A central figure in modern Macau gaming. Rising from croupier to pit master — famed for reading dice by sound alone — Yip Hon co-founded STDM in 1961 with Stanley Ho, Henry Fok, and Teddy Yip, and was widely regarded as the consortium's true gaming operator.

Stanley Ho held the brand and Henry Fok held the capital — but the man who actually understood the tables was Yip Hon, a croupier who could read dice by sound.

Yip Hon was a central figure in modern Macau gaming. Rising from croupier to pit master, famed for reading dice by sound alone, he co-founded STDM in 1961 with Stanley Ho, Henry Fok, and Teddy Yip and was widely regarded as the consortium's true gaming operator.

Profile

  • Chinese Name: 葉漢
  • English Name: Yip Hon
  • Birth year: 1904
  • Region: Macao · Hong Kong
  • Domains: Business
  • Industry: Gaming · Horse racing · Gambling vessels
  • Subject type: Entrepreneur · Gaming pioneer

Background

Yip Hon was born in 1904 in Zini, Xinhui, Guangdong. As a youth he joined a Macau casino doing menial work, rising to pit supervisor and earning a reputation for identifying dice values by the sound they made landing in the cup. He went on to manage sic bo under the gambling magnate Fu Tak Iam and ran casinos in Shanghai and Vietnam — accumulating some of the deepest hands-on experience in the Chinese gaming trade of his era.

Career

I. Co-founding STDM and winning the concession (1961)

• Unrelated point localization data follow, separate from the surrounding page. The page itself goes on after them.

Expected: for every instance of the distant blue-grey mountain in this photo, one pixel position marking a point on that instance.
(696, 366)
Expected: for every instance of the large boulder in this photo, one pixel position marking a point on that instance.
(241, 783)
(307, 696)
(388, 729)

In 1961 Yip Hon joined Stanley Ho, Henry Fok, and Teddy Yip to form the Sociedade de Turismo e Diversões de Macau (STDM), winning the Macau gaming concession by annual tender and opening on New Year's Day 1962. Among the four founders, Yip ran the gaming business itself — Stanley Ho himself publicly acknowledged that Yip was the consortium's true gaming expert, leading the introduction of new games such as baccarat.

II. Racing, gambling vessels, and diversification

In 1980 Yip helped establish horse racing in Macau and operated offshore gambling vessels such as the Oriental Princess, extending gaming into the racetrack and floating casinos and broadening STDM's early business footprint.

Defining Moments

I. Divestment and withdrawal (1982–1989)

Between 1982 and 1989, Yip gradually sold his STDM and related holdings — some to businessmen including Cheng Yu-tung — and stepped back from Macau gaming. He is said to have remarked in later life that "the surest way never to lose at gambling is simply not to gamble," reflecting a master's clear-eyed view of the trade.